Just know that swaddling has many benefits and it can be an effective way to calm your baby and help them sleep - as long as it’s done right with the proper swaddling techniques!
To get the most out of your swaddle, and to make sure you’re keeping your swaddled baby safe, learn how to swaddle correctly. These do’s and don’ts will help get you started.
#1: Do get a snug, tight fit around baby's chest and arms
Many parents hear about swaddling and think: can you swaddle a baby too tightly? But it’s really the snugness of a swaddle that makes it most effective!
You want to make sure your baby can’t wriggle out of a loose swaddle or loosen the fabric by ensuring that arms are wrapped tightly to baby's chest - the Zen Swaddle® uses Velcro to make getting a tight swaddle fit easy.
#2: Don't let any fabric cover your baby’s mouth or baby's face
A loose swaddling, loose blankets or loose bedding creates an unsafe sleep environment and can increase the risk of SIDS (Sudden Infant Death Syndrome).
#3: Do introduce swaddling as early as possible
Start right from birth, as safe and tight swaddling helps with the womb to world transition, helping keep your newborn baby warm and cozy.
#4: Do listen to your baby
They will let you know if they’re uncomfortable - whether that means they’re getting too hot or want one or both arms free. You should keep an eye out for signs of overheating such as a heat rash on baby's body, flushed cheeks, damp hair, or rapid breathing.
The key to a good swaddle is keeping it snug. Some studies call this a type of “motor restraint,” which is just a technical way of saying that it restricts a baby’s movements so they don’t set off their moro or “startle” reflex.
This reflex is present at birth, lasts until between 12 weeks and 6 months of age, and causes baby to startle with loud noises or large movements. As you can imagine, startling may jolt a baby enough to wake from slumber.
If your baby is too hot, you may need a lighter blanket or to stop swaddling temporarily. Try using a swaddle blanket made from a breathable material (like the Zen Swaddle’s cotton or bamboo) to prevent overheating and get a swaddle that can be used with arms in or arms out.
#5: Don't wrap your baby’s legs
While you want their arms to be nice and close to their body, your baby’s legs and baby's hips should have full range of motion to prevent any hip joint problems from developing.
Hip healthy swaddling is vital for keeping hip joint issues at bay, and you can check out the International Hip Dysplasia Institute for more information.

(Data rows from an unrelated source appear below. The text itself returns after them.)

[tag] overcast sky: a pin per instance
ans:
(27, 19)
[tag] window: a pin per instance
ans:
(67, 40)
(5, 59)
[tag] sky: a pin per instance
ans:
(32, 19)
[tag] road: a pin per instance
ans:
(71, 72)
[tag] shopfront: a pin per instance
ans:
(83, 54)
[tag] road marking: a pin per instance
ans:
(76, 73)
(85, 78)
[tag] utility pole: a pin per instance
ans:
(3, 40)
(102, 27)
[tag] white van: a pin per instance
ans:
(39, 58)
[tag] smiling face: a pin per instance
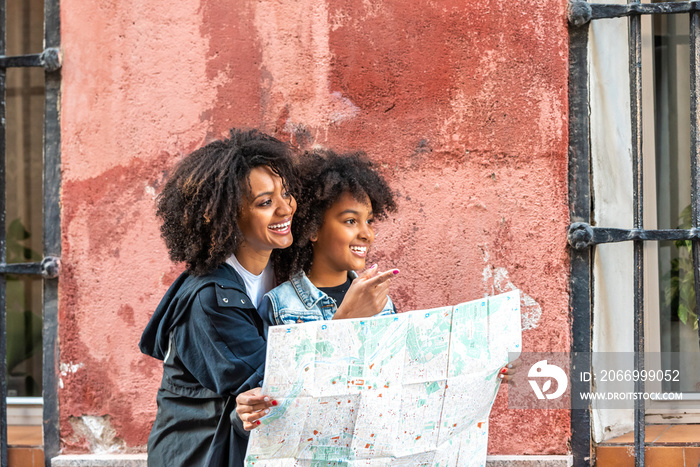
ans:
(342, 242)
(266, 216)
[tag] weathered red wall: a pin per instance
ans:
(463, 103)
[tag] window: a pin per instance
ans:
(633, 173)
(30, 217)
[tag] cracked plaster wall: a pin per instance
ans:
(462, 105)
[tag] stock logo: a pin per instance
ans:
(542, 369)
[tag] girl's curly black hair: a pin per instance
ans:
(324, 177)
(201, 200)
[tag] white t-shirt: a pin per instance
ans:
(255, 286)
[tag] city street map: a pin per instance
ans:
(409, 389)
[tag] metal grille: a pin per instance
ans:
(582, 236)
(50, 60)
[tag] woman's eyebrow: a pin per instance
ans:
(266, 193)
(352, 211)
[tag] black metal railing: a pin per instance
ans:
(49, 267)
(581, 235)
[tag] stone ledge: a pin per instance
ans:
(139, 460)
(529, 461)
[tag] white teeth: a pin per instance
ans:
(281, 226)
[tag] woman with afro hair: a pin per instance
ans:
(226, 212)
(341, 197)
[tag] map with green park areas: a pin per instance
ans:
(412, 389)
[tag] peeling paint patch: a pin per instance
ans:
(297, 61)
(69, 368)
(98, 433)
(496, 281)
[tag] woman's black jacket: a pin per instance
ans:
(212, 343)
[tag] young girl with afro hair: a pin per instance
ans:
(341, 196)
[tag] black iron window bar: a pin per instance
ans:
(581, 234)
(49, 267)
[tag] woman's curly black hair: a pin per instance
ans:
(201, 200)
(324, 177)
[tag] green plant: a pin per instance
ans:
(680, 291)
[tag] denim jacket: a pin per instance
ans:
(299, 301)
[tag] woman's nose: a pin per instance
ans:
(366, 233)
(284, 207)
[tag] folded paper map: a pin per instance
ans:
(411, 389)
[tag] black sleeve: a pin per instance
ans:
(221, 344)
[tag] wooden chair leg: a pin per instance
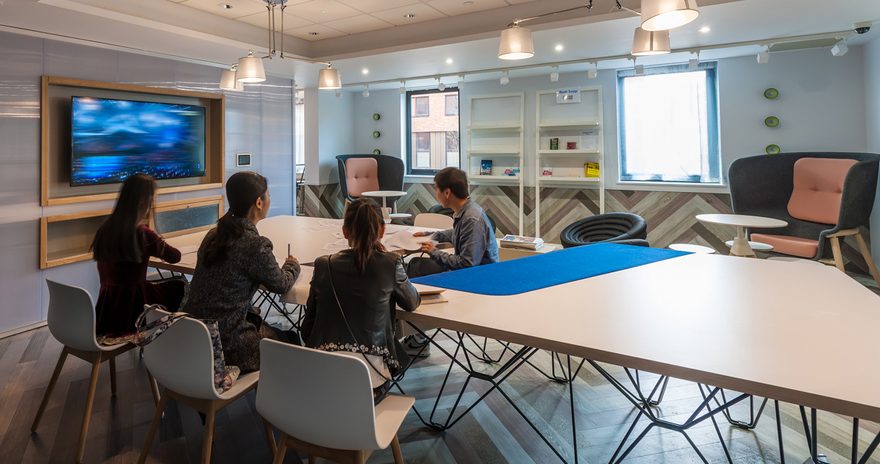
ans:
(87, 414)
(154, 425)
(113, 376)
(395, 449)
(208, 441)
(282, 449)
(838, 256)
(866, 254)
(154, 388)
(49, 388)
(270, 437)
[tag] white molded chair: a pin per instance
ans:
(71, 321)
(322, 403)
(433, 221)
(182, 361)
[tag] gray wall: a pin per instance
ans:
(872, 123)
(258, 121)
(821, 107)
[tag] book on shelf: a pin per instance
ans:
(486, 167)
(591, 169)
(519, 241)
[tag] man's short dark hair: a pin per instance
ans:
(453, 179)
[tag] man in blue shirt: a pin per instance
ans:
(472, 237)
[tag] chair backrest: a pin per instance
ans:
(361, 175)
(182, 358)
(433, 221)
(71, 316)
(316, 396)
(818, 189)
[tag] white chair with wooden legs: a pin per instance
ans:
(433, 221)
(322, 403)
(181, 360)
(71, 321)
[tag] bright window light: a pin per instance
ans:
(669, 124)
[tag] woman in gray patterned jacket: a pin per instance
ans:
(233, 262)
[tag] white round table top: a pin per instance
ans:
(383, 193)
(741, 220)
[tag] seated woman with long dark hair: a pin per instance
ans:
(122, 248)
(355, 293)
(234, 261)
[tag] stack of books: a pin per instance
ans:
(518, 241)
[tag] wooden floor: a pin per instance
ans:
(491, 433)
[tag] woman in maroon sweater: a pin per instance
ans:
(122, 248)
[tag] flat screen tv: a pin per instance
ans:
(113, 139)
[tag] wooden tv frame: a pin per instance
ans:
(52, 183)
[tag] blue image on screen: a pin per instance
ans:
(114, 139)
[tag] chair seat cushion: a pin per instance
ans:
(788, 245)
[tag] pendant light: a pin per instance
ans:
(250, 69)
(663, 15)
(516, 43)
(647, 43)
(328, 78)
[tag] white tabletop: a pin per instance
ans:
(741, 220)
(383, 193)
(682, 317)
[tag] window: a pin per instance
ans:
(432, 132)
(452, 105)
(668, 125)
(422, 107)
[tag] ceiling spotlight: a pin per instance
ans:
(593, 72)
(516, 43)
(764, 55)
(663, 15)
(840, 48)
(694, 63)
(328, 78)
(650, 43)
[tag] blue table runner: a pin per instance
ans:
(546, 270)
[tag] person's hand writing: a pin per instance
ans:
(427, 247)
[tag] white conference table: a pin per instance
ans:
(682, 318)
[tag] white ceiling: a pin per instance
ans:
(470, 39)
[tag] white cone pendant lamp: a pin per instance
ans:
(516, 44)
(250, 69)
(663, 15)
(328, 79)
(646, 43)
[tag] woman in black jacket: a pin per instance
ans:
(233, 262)
(354, 295)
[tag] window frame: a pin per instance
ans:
(712, 123)
(408, 135)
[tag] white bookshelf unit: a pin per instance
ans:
(576, 128)
(495, 134)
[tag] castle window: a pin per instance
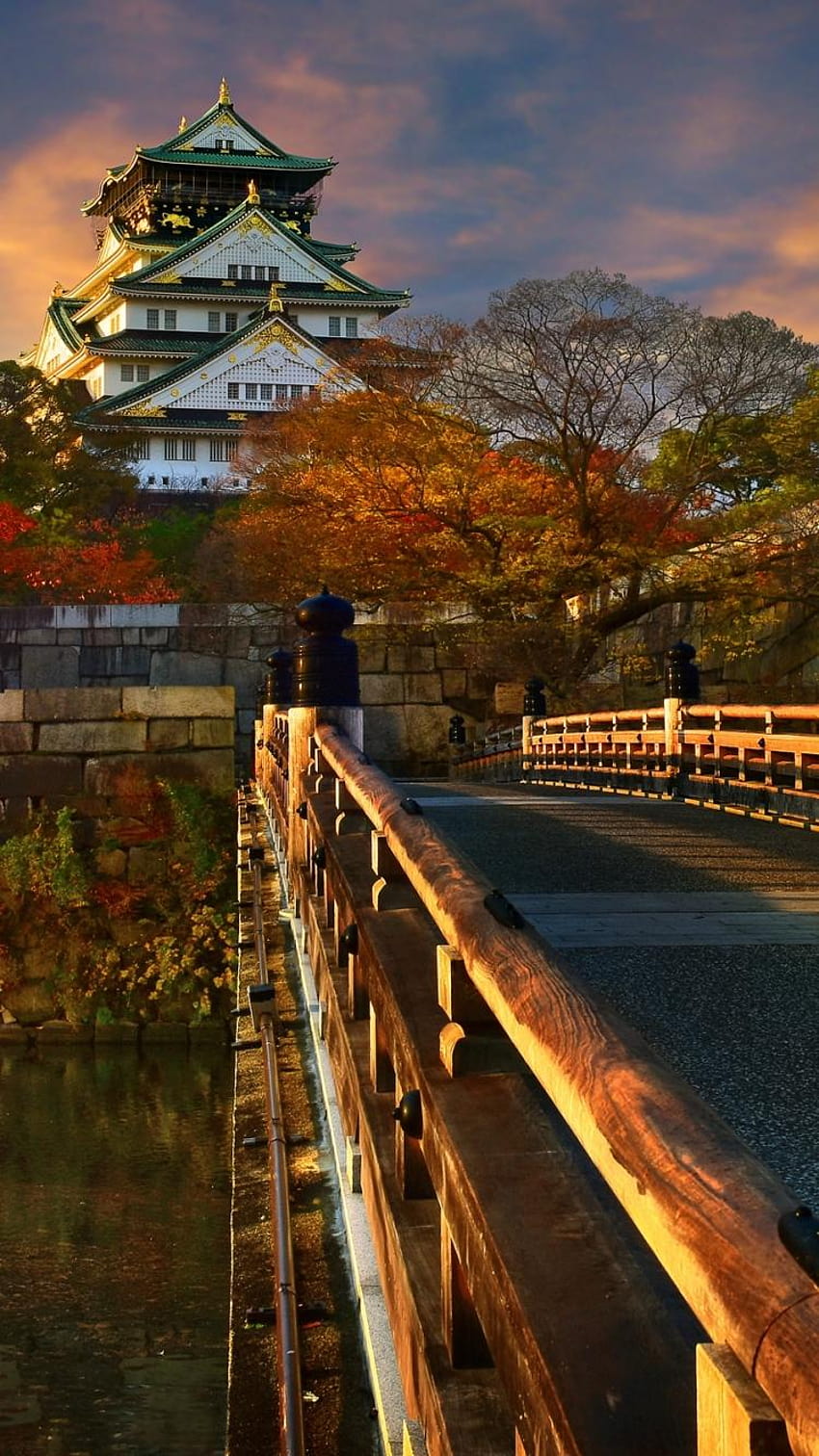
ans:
(224, 450)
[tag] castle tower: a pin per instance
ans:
(210, 300)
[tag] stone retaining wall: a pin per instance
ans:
(70, 745)
(411, 677)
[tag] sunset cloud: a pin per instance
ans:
(477, 143)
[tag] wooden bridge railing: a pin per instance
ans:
(756, 757)
(525, 1313)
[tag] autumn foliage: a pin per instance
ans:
(53, 560)
(394, 498)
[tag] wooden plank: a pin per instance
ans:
(733, 1416)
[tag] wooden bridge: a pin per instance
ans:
(577, 1253)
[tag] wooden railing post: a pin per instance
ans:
(326, 689)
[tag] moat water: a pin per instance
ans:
(114, 1251)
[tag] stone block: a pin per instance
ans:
(11, 705)
(147, 865)
(104, 637)
(56, 1031)
(161, 614)
(451, 654)
(178, 702)
(71, 704)
(13, 814)
(509, 699)
(116, 1032)
(37, 637)
(238, 641)
(385, 734)
(480, 685)
(83, 617)
(165, 1031)
(383, 688)
(184, 668)
(50, 667)
(409, 657)
(114, 662)
(111, 862)
(372, 654)
(93, 737)
(16, 737)
(168, 733)
(213, 733)
(209, 639)
(37, 775)
(423, 688)
(454, 683)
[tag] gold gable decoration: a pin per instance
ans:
(255, 221)
(276, 332)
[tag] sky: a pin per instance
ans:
(478, 142)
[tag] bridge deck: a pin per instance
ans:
(700, 927)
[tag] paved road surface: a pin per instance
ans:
(699, 926)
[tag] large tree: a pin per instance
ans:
(583, 455)
(44, 463)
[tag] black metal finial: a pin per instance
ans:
(326, 664)
(682, 677)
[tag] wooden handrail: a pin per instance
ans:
(705, 1208)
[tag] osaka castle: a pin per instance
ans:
(210, 300)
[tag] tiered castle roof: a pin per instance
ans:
(210, 300)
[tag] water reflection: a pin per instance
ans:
(114, 1251)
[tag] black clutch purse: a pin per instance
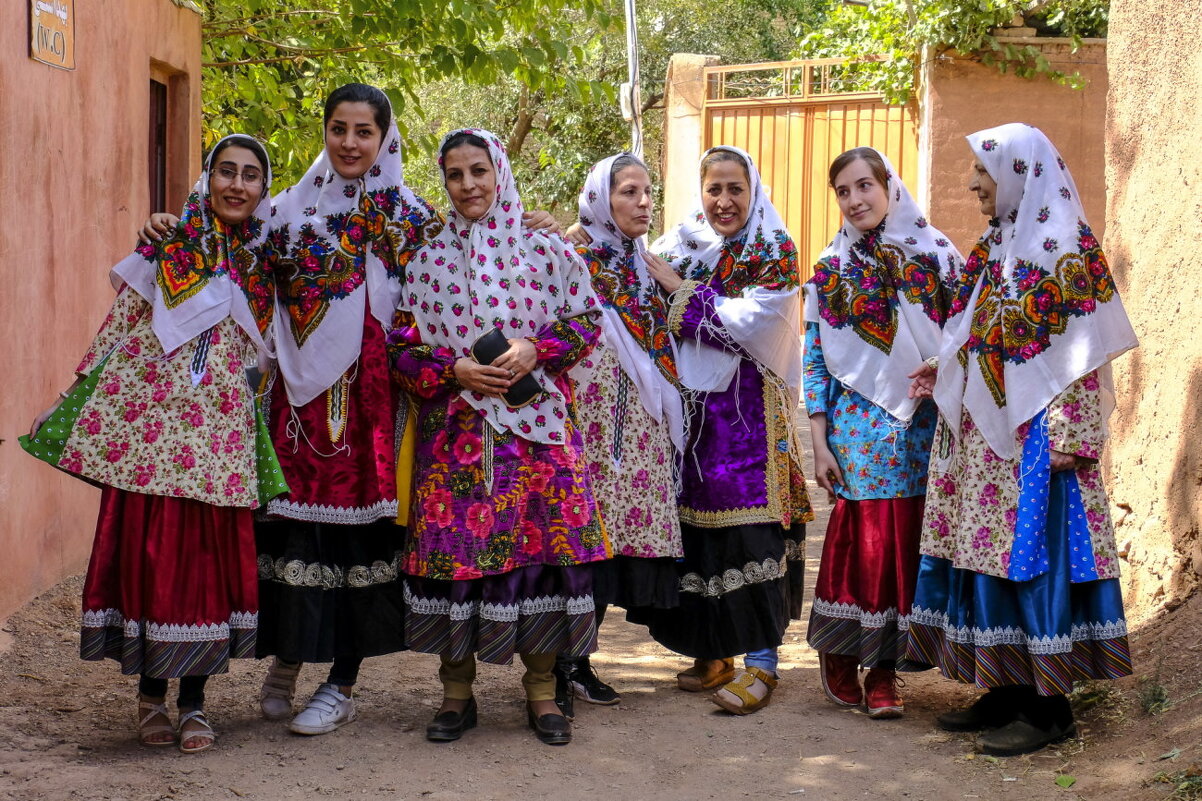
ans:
(487, 350)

#6: Do add swaddling as part of your bedtime routine
When done consistently, safe swaddling becomes a cue that it’s time for your baby to sleep. It will help relax them and get them ready for bed!
#7: Don't place your baby on their stomach while being swaddled
And DO follow the American Academy of Pediatrics' safe sleep guidelines to lower the SIDS risk (Sudden Infant Death Syndrome) – which means you should always put your baby face up to sleep, whether you’re swaddling with their arms in or out.
#8: Don't swaddle your baby once they start showing signs of rolling over
Once your baby starts learning to roll, their arms need to be free, and you'll need to stop swaddling.
#9: Don't swaddle a fussy baby when new to swaddling
A baby that's fussy will only fight being swaddled. Calm your little baby by shushing or nursing and only when calm attempt to swaddle.
Once baby is used to sleeping in wearable blankets, it will become a trigger to calm and you can swaddle him even when mildly fussy.
When these tips are followed, you'll usually find that swaddled babies are sleepy babies - and that you can look forward to more sleep too!